For the young at heart who are looking for the Scooby-Doo cartoons and Richie Rich comic book stories they grew up with; sadly, this is not for you. Fred, Daphne, and Velma aren’t involved in the Scooby-Doo stories other than an occasional guest appearance, the stories have little meat to them, and even more disappointing are the rare explanations at the end of the story. In most cases the monsters really are monsters, witches, etc., or there are actually no monsters at all.
The Richie Rich stories hold little elements of the classic comic books. Most of the stories revolve more around the supporting characters such as Richie’s dog Dollar, and some of his servants, and lack the simplicity of the comic book stories as far too many gadgets are used to justify storylines.

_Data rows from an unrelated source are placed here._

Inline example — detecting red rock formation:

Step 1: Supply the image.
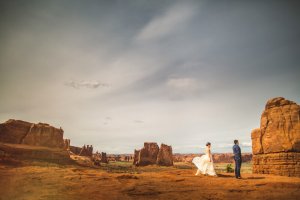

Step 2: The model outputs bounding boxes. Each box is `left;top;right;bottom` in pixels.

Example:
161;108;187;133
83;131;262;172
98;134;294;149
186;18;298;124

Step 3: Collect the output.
0;119;65;149
64;139;70;150
156;143;173;166
133;149;140;165
0;143;72;164
70;146;82;155
21;123;64;149
213;154;230;163
251;97;300;177
79;145;93;157
114;155;121;161
241;153;253;163
134;142;174;166
105;154;133;162
107;156;116;162
124;155;131;162
101;152;108;163
0;120;32;144
172;153;197;163
136;142;159;166
213;153;252;163
92;152;101;166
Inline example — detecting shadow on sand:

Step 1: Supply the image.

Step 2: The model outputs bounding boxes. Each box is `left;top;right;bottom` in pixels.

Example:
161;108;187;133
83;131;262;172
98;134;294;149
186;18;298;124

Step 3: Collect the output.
217;174;234;178
217;174;265;180
246;177;265;180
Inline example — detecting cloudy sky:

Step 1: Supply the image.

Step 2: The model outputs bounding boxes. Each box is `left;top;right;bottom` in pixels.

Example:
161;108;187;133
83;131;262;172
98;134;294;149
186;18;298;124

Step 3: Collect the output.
0;0;299;153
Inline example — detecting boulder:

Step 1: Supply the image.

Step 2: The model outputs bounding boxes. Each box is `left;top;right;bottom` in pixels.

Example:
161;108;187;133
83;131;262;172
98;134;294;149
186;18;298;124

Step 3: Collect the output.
0;119;65;149
156;143;173;166
136;142;159;166
251;97;300;177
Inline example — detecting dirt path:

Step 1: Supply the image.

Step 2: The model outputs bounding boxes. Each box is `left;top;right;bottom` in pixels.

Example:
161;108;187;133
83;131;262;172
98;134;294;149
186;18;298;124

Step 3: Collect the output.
0;164;300;200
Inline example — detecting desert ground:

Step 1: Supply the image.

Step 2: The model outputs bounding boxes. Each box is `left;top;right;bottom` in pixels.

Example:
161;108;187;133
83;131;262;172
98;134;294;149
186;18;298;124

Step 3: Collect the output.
1;160;300;200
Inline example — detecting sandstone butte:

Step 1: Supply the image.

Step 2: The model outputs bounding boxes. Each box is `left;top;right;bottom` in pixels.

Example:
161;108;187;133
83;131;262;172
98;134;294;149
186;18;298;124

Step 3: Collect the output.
0;119;71;164
251;97;300;177
134;142;174;166
156;143;173;166
0;119;65;149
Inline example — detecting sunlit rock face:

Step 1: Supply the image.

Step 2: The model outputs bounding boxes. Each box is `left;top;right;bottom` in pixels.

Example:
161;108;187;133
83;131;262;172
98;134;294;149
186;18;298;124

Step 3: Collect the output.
134;142;174;166
251;97;300;177
0;119;32;144
136;142;159;166
157;143;173;166
0;119;65;149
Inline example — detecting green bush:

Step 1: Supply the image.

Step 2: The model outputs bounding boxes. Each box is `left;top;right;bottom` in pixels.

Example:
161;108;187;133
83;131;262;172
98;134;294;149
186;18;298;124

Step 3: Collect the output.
226;164;234;173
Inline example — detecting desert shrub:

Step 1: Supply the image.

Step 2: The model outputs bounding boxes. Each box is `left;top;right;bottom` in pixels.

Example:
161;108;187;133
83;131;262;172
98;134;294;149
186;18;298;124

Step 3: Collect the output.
226;164;234;173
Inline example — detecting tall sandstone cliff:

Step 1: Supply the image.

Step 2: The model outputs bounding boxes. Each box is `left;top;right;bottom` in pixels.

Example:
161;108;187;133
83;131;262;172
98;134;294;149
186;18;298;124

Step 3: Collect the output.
251;97;300;177
0;119;65;149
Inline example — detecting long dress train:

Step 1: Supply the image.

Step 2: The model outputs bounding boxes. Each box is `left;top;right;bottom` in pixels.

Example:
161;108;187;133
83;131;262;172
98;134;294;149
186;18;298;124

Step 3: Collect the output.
192;147;216;176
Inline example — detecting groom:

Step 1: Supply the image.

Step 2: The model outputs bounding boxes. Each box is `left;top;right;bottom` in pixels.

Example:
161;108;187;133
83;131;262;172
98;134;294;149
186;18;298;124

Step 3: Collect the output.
233;140;242;179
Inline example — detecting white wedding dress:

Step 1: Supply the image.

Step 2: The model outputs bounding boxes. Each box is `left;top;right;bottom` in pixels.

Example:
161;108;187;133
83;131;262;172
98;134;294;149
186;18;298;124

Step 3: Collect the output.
192;147;216;176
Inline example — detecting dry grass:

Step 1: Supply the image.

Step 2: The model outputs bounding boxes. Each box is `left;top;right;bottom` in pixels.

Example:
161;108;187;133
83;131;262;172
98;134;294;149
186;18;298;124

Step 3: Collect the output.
0;160;299;200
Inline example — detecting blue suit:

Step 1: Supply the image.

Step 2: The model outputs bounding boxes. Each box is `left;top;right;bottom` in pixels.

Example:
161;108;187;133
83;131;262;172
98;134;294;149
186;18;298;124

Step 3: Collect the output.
233;144;242;178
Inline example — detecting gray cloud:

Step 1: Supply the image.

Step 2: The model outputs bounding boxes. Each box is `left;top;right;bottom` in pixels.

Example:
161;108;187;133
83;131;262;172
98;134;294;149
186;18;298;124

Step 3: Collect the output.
0;0;299;153
136;3;196;41
64;80;110;89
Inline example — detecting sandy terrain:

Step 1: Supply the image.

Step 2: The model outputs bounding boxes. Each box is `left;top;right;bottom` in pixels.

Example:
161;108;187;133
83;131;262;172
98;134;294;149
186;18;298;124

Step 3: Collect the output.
0;161;300;200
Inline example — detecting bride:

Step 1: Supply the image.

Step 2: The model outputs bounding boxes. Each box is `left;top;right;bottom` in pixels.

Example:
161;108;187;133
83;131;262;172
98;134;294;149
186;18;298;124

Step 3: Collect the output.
192;142;217;176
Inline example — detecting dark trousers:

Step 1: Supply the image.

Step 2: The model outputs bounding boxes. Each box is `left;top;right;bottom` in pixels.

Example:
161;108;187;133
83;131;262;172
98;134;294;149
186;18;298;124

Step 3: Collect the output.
234;158;242;178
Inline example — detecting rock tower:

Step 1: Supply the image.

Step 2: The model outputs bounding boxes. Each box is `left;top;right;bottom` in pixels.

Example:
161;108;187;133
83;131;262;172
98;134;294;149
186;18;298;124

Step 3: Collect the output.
251;97;300;177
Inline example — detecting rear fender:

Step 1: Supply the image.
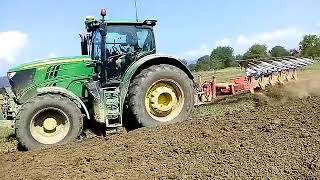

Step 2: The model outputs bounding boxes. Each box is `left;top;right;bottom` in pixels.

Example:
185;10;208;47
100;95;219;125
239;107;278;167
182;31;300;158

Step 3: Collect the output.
120;54;194;113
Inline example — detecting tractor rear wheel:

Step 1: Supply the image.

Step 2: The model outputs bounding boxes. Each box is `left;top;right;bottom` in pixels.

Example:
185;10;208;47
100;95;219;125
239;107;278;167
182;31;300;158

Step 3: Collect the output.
128;64;194;127
15;94;83;150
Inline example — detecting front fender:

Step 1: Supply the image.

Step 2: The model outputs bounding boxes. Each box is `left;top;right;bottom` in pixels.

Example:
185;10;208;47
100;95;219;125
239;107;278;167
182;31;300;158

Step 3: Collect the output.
119;54;194;113
37;87;90;119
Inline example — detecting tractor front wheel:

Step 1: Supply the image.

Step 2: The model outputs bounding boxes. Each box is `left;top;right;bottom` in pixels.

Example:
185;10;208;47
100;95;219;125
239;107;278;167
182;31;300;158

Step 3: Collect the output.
15;94;83;150
128;64;194;127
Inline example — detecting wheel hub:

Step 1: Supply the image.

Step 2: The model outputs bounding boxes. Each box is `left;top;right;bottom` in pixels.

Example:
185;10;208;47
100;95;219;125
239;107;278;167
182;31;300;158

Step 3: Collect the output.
149;86;178;114
43;118;57;131
145;80;184;122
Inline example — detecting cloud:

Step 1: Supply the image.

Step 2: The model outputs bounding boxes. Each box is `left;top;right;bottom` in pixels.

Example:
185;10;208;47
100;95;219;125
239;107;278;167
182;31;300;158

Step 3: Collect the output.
180;26;315;61
184;44;211;59
48;52;57;58
215;38;232;47
236;27;302;46
0;31;28;62
217;26;307;53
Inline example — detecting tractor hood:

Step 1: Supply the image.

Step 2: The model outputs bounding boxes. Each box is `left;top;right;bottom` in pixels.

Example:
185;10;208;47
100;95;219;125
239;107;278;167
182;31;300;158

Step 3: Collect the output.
8;55;91;73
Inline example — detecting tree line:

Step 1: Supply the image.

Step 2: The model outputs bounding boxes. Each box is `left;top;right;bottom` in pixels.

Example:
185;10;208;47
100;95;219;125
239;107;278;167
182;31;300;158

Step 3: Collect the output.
188;34;320;72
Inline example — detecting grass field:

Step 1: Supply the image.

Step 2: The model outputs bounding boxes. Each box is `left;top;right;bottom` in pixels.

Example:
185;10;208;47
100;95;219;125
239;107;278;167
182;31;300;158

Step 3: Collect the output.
193;67;244;82
194;59;320;82
297;59;320;78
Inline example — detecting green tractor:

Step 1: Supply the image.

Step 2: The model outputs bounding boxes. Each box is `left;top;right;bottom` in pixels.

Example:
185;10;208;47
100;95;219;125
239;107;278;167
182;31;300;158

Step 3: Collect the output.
2;9;194;150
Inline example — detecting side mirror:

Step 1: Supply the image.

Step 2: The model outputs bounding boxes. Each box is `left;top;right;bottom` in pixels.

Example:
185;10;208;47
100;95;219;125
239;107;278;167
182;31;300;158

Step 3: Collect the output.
79;34;88;55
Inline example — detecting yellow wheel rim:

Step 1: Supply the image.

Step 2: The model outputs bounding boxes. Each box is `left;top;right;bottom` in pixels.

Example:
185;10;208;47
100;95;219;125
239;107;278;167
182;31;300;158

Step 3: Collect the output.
30;108;70;145
145;79;184;122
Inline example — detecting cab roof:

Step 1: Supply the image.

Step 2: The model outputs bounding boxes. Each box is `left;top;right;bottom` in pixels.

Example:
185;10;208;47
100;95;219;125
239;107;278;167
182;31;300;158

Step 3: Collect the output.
106;19;157;26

The only true extra in the set is brief documentary entitled "The Story of Richie Rich" and consists of interviews with people involved with both the comic book and the animated series. Interestingly, the goal of keeping the animated series true to the comic book is mentioned, which is surprising considering the failure to do so from a story perspective. From an animation point of view, they may have been successful in making the Richie Rich cartoons look like the comic book, but this is not a good thing. They look faded and display limited dimension when compared to the far more vibrant episodes of Scooby-Doo.
Recommendation: Good fun for kids who are not familiar with Scooby and Richie. With seven episodes each consisting of three Scooby-Doo and three Richie Rich adventures, there is a lot of material here. The stories are brief and fun to watch. The failure to have the monsters exposed as bad guys in some of the Scooby-Doo stories was an interesting choice, and may turn some parents off.
For the grown ups looking for fond memories of these two characters: Look elsewhere.